Opinion
05-17-2016
Kasowitz, Benson, Torres & Friedman LLP, New York (Christopher P. Johnson of counsel), for appellant. Shearman & Sterling LLP, New York (Agnes Dunogué of counsel), for respondent.
Kasowitz, Benson, Torres & Friedman LLP, New York (Christopher P. Johnson of counsel), for appellant.
Shearman & Sterling LLP, New York (Agnes Dunogué of counsel), for respondent.
Opinion Judgment, Supreme Court, New York County (O. Peter Sherwood, J.), entered December 27, 2013, dismissing the complaint, unanimously affirmed, without costs. Appeal from order, same court and Justice, entered December 24, 2013, which granted defendant's motion to dismiss the complaint, unanimously dismissed, without costs, as subsumed in the appeal from the judgment. The motion court erred to the extent it found that the claims for breach of the loan representations accrued on May 1, 2006, the date of the Mortgage Loan Purchase Agreements (MLPA) containing those representations. While such claims typically accrue at the time the contract containing the representations is executed (see ACE Sec. Corp., Home Equity Loan Trust, Series 2006–SL2 v. DB Structured Prods., Inc., 25 N.Y.3d 581, 15 N.Y.S.3d 716, 36 N.E.3d 623 [2015] ), as the MLPA here specifically provides that defendant made its loan representations “as of the Closing Date,” which was May 25, 2006, the claims accrued on that date and not earlier.
Nonetheless, the court correctly dismissed the complaint. The summons with notice filed by the certificate holders on May 25, 2012, while timely, was ineffective, because the certificate holders lacked standing to assert claims against defendant.

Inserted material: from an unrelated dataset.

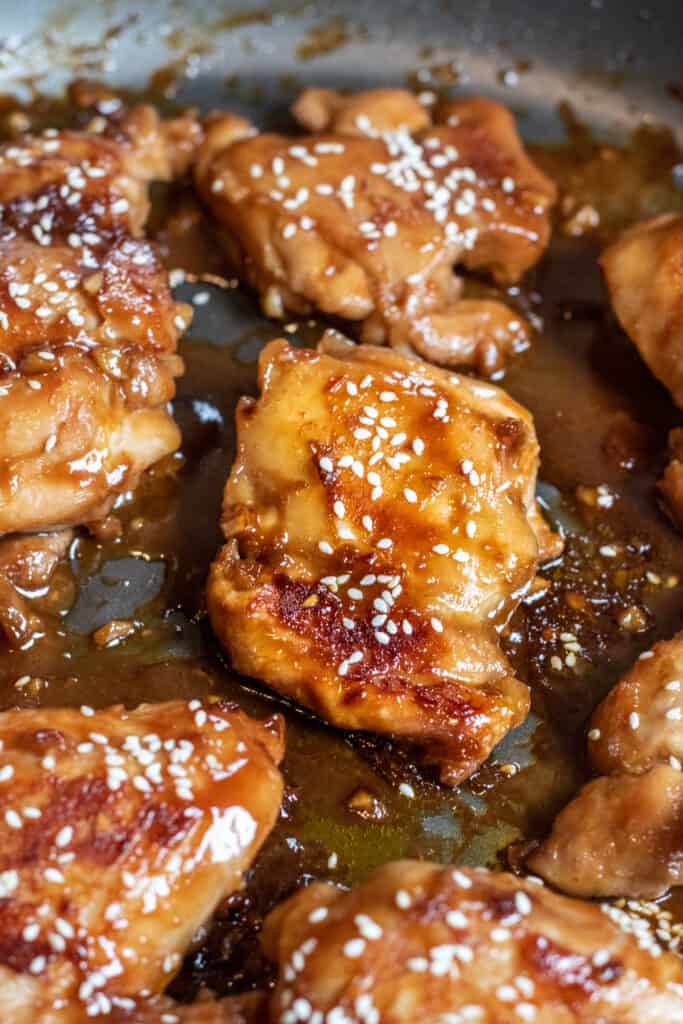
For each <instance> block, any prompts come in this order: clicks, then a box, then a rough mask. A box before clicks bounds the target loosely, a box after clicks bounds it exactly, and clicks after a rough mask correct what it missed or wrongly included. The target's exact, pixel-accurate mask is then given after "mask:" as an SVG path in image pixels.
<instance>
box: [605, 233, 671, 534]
mask: <svg viewBox="0 0 683 1024" xmlns="http://www.w3.org/2000/svg"><path fill="white" fill-rule="evenodd" d="M600 262H601V263H602V269H603V270H604V274H605V280H606V282H607V288H608V289H609V295H610V298H611V301H612V305H613V307H614V312H615V313H616V316H617V318H618V321H620V323H621V325H622V327H623V328H624V330H625V331H626V333H627V334H628V335H629V337H630V338H631V340H632V341H633V342H634V344H635V345H636V347H637V348H638V351H639V352H640V354H641V355H642V357H643V359H644V360H645V362H646V364H647V366H648V367H649V369H650V370H651V371H652V373H653V374H654V376H655V377H656V378H657V379H658V380H660V381H661V383H663V384H664V385H666V387H668V388H669V390H670V391H671V395H672V397H673V399H674V401H675V402H676V404H677V406H678V407H679V409H683V216H681V215H677V214H666V215H664V216H661V217H655V218H654V219H653V220H646V221H644V222H643V223H641V224H636V226H635V227H632V228H630V229H629V230H627V231H625V232H624V233H623V234H622V236H621V238H618V239H617V240H616V242H614V243H612V245H610V246H608V248H607V249H606V250H605V251H604V253H603V254H602V258H601V261H600ZM669 444H670V449H671V462H670V464H669V466H668V468H667V469H666V471H665V474H664V476H663V478H661V479H660V480H659V483H658V485H657V486H658V489H659V494H660V495H661V497H663V499H664V502H665V505H666V509H667V511H668V512H669V514H670V515H671V518H672V519H673V520H674V522H675V523H676V525H677V526H678V527H679V529H683V462H682V456H683V431H682V430H681V428H678V429H676V430H672V431H671V433H670V435H669Z"/></svg>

Plaintiff's argument that it alleged compliance with the no-action clause, permitting the certificate holders to assert claims on behalf of the trust, is not persuasive, since the Pooling and Servicing Agreement specifically refutes this basis for the certificate holders' allegations of standing. Thus, the untimely claim brought by plaintiff on November 30, 2012 could not relate back to the defective summons, because no valid action was commenced by the filing of that summons (see Goldberg v. Camp Mikan–Recro, 42 N.Y.2d 1029, 398 N.Y.S.2d 1008, 369 N.E.2d 8 [1977] ; Southern Wine & Spirits of Am., Inc. v. Impact Envtl. Eng'g, PLLC, 80 A.D.3d 505, 505–506, 915 N.Y.S.2d 541 [1st Dept.2011] ).
TOM, J.P., SAXE, RICHTER, KAPNICK, JJ., concur.